By Dan Jones VIA Technologies Inc has revealed the first fruit of its acquisition of the Cyrix x86 processor unit, a CPU codenamed ‘Joshua’ which is intended to challenge Intel Corp’s Celeron in the low-cost PC marketplace. VIA’s somewhat incredible plan is to drive Intel and Advanced Micro Devices Inc from the sub-$1000 PC market […]
By Dan Jones
VIA Technologies Inc has revealed the first fruit of its acquisition of the Cyrix x86 processor unit, a CPU codenamed ‘Joshua’ which is intended to challenge Intel Corp’s Celeron in the low-cost PC marketplace. VIA’s somewhat incredible plan is to drive Intel and Advanced Micro Devices Inc from the sub-$1000 PC market when it rolls out the chips in 1999 and 2000.
The Taiwanese company unveiled Joshua at series of seminars entitled ‘PC200’, which it held in Tokyo, Japan last week with AMD, Nvidia Corp, Micron Technologies Inc, S3 Inc and others. Joshua is a modified version of Cyrix’s MII design, using a new core called Cayenne and featuring 3D extensions and a highly pipelined floating point unit (FPU). The chip uses a Socket 370 connection and is packaged in a ceramic pin grid array (CPGA) package. The Celeron also uses a Socket 370 and VIA has chosen to highlight the advantages it claims that Joshua has over Intel’s value processor, even though the chip also has a GTL-plus connection and could theoretically compete with the Pentium II and III.
Perhaps the most important aspect of the Joshua design is its unified cache unit. VIA claims that the 64k level one and 256k level two cache design gives the chip a total of 320k addressable cache. In comparison, VIA claims that the Celeron’s cache architecture gives it a total addressable 128k cache. If these claims hold water – and nobody has seen anything more than a prototype version of the chip running yet – the chip may offer a significant performance hike for applications that heavily call on the cache memory, such as games and multimedia streaming.
VIA showed a 350MHz demonstration version of Joshua at the seminars. However, it expects to launch the processors before the end of 1999 running at over 500MHz. Intel’s roadmap has the next revision of the Celeron arriving in 2000, running at 550MHz plus.

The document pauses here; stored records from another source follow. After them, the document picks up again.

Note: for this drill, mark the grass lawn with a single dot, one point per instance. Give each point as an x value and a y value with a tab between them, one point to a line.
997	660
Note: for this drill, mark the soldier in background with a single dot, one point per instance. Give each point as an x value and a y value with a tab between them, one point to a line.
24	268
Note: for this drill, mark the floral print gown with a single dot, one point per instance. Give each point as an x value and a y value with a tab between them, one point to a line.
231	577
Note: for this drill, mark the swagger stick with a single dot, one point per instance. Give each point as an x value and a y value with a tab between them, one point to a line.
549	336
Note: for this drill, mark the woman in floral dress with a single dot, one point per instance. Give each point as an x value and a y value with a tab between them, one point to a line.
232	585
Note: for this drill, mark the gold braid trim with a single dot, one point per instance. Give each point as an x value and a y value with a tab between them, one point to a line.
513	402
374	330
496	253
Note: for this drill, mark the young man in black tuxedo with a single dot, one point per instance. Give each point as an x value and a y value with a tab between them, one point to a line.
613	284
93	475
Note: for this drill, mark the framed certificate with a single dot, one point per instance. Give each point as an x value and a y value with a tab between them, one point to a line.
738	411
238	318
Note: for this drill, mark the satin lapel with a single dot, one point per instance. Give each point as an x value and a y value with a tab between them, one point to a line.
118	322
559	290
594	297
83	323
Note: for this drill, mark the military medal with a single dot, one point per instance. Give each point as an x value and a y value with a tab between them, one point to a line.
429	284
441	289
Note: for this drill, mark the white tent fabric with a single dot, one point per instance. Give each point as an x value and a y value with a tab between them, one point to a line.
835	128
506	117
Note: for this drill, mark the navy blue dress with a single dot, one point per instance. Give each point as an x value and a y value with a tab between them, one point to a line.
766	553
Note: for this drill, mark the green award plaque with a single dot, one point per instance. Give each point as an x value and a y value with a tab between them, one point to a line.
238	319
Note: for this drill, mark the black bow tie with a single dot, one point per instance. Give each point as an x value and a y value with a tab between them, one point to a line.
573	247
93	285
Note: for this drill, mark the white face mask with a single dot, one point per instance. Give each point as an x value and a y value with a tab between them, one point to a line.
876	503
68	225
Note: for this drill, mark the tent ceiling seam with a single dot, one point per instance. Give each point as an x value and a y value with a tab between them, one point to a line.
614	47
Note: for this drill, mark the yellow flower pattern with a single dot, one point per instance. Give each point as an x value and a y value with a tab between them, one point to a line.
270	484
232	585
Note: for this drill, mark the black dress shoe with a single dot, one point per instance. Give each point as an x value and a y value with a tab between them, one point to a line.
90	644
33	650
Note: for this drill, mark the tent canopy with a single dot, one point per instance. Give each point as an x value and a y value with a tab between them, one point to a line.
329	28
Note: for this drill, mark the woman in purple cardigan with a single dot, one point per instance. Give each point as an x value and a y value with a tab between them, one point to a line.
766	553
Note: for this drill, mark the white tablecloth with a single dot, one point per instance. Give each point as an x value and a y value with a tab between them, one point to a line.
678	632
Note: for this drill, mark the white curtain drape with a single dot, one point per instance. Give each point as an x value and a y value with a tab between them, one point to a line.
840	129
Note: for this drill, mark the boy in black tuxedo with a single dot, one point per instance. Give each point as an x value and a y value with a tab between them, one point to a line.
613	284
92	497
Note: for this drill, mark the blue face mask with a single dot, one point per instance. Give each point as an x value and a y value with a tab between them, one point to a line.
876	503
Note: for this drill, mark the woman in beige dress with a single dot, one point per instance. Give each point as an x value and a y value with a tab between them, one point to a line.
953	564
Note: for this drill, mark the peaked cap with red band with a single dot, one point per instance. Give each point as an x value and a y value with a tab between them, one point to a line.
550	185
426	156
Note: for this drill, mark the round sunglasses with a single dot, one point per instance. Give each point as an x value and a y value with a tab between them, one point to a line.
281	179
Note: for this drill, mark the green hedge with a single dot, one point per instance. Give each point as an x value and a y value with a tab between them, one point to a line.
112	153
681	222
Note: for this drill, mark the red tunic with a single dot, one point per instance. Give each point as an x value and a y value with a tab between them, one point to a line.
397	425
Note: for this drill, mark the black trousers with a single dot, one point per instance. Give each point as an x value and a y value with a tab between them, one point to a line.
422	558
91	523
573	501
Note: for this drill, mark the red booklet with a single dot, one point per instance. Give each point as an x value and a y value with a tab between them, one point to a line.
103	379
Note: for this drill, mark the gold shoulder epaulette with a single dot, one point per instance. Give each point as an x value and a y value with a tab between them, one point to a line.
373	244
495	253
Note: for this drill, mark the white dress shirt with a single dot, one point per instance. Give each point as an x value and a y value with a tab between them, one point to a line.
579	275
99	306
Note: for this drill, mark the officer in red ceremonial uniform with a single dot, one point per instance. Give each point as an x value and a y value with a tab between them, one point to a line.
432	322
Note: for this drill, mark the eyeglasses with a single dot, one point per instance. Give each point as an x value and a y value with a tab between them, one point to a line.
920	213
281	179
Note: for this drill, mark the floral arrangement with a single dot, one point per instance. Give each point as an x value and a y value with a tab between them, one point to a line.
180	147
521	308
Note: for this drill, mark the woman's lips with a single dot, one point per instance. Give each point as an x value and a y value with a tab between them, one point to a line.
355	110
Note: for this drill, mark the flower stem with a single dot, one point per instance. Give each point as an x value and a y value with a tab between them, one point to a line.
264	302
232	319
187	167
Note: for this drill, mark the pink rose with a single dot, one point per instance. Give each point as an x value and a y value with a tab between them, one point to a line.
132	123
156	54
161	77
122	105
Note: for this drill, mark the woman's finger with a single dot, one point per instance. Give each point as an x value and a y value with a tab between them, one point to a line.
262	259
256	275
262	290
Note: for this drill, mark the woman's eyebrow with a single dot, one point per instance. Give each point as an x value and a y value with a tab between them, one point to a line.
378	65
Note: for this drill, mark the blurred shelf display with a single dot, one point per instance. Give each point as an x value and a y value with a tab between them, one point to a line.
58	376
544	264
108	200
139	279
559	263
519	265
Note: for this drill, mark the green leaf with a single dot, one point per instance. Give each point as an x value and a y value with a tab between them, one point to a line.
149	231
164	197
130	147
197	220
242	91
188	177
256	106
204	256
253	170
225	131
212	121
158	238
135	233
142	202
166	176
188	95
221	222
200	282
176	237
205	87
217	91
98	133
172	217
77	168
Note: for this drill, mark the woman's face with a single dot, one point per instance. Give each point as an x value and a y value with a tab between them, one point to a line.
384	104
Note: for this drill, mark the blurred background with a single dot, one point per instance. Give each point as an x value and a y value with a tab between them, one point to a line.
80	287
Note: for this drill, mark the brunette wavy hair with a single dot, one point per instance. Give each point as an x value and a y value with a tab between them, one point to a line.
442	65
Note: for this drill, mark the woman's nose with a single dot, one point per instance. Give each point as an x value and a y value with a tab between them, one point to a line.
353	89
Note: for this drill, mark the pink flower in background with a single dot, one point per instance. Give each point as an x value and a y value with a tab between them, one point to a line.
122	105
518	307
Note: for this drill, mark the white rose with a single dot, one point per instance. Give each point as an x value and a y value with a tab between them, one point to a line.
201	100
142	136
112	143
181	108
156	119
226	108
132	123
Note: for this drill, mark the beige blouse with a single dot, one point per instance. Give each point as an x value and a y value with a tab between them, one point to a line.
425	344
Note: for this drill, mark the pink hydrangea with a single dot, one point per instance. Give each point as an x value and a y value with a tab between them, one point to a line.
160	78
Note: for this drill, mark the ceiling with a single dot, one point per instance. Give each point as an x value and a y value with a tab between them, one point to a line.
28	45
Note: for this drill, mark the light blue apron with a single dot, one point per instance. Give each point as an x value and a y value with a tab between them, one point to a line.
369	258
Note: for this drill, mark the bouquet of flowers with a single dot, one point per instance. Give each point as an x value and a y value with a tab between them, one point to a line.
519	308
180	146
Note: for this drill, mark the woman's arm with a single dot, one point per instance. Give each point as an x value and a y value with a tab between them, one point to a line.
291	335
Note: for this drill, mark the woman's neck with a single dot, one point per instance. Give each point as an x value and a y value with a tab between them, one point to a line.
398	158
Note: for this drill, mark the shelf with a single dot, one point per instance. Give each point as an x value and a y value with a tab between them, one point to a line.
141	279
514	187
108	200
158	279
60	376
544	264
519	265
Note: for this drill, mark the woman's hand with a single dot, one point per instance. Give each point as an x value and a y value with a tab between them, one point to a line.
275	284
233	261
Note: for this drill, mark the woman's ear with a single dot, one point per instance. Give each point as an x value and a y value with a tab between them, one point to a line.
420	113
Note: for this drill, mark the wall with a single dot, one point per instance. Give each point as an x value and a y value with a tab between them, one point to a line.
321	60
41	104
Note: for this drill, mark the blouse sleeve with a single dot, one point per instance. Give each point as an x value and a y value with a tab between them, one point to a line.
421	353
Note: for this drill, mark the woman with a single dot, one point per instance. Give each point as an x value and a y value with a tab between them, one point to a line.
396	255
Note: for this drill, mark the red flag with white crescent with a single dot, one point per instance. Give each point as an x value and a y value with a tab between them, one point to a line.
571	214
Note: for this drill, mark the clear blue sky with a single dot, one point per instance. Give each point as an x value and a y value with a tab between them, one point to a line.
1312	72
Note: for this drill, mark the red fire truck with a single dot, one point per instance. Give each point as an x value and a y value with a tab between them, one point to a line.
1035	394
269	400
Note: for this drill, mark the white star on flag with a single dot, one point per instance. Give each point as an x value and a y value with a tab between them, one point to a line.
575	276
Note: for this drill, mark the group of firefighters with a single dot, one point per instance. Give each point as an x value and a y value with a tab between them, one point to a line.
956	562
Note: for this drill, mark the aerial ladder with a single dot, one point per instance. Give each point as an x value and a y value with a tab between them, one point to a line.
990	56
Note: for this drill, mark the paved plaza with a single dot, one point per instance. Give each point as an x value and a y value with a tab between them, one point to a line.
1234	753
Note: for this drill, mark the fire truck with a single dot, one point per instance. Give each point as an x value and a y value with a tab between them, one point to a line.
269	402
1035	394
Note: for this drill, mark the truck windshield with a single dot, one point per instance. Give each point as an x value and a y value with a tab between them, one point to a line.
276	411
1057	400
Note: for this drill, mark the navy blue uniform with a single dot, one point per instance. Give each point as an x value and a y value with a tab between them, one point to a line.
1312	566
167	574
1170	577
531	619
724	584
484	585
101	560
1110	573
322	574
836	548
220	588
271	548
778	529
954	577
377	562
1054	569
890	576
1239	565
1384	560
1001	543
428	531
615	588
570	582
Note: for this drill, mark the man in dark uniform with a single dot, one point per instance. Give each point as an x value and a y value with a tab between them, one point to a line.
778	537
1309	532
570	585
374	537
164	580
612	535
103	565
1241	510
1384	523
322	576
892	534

So can VIA succeed where others have failed and beat Intel out of the value CPU market? One obstacle in its way is Intel’s impending legal action against VIA. If Intel can prove that VIA has no rights to use the National Semiconductor x86 license, which was part of the deal when it bought the Cyrix unit, or the Centaur license acquired from its IDT deal, then VIA’s plans are scuttled. Assuming that doesn’t happen then three factors come into play: price; performance and brand loyalty.
VIA has frequently boasted that it will be able to beat Intel on pricing and can meet demand because of its close ties with the large Taiwanese foundry plants. Indeed, at the Intel Developers Forum last month, Intel senior vice president of desktop products, Pat Gelsinger, said that his company was more paranoid about VIA than it was about AMD. Initially, at least, VIA looks as though it will keep pace in the clock speed race. And on the industry side, VIA will be able to push forward with its PC133 memory specification, as the chip supports either a 66, 100 or 133MHz front side bus. This may be a factor for some chip infrastructure and OEM vendors. However, on the consumer side, brand loyalty may become a factor. Intel is a name that consumers know, whereas Cyrix – although it helped to create the value processor market – was soon beaten down by Intel and AMD.
However, it seems that VIA could be planning to redefine exactly what a low-end processor costs and where entry-level begins. Typically, an $800 PC system contains $200 to $300 worth of chips. VIA says that it is aiming its new processor at systems costing approximately $500. As a chipset designer, VIA has been steadily whittling away at the price of PC infrastructure and integrating more functions into the chipset. The Joshua processor is the next step in reducing these costs and would certainly be in tune with industry trends towards free and extremely low- cost PCs.
Certainly, Peter Glaskowsky, analyst at the Microprocessor Report, thinks that changing the nature of the market is VIA’s strategy. If VIA could redefine ‘entry level’ to include systems that sell for, say, $400 or less, then it may well be able to dominate this space simply because AMD and Intel may not be interested in selling a microprocessor, chip set, and possibly a graphics accelerator as well for a total cost of under $100, he said. However, he warns against writing Intel off just yet. I still wouldn’t bet against Intel, however. It has better design and fab resources than VIA, and I believe it could match VIA step-for-step in any market segment if it felt there was money to be made there, he said. And the move towards ‘internet appliances’ and different systems for home computing could make VIA’s PC-centric strategy outdated, Glaskowsky warns: if I were VIA, I’d also be very concerned about competing with Sony’s Playstation 2 and the Nintendo Dolphin. Both of these systems will sell for under $400 and will be much more than mere video- game consoles. They should be a better fit than any Windows PC for entry-level computing needs.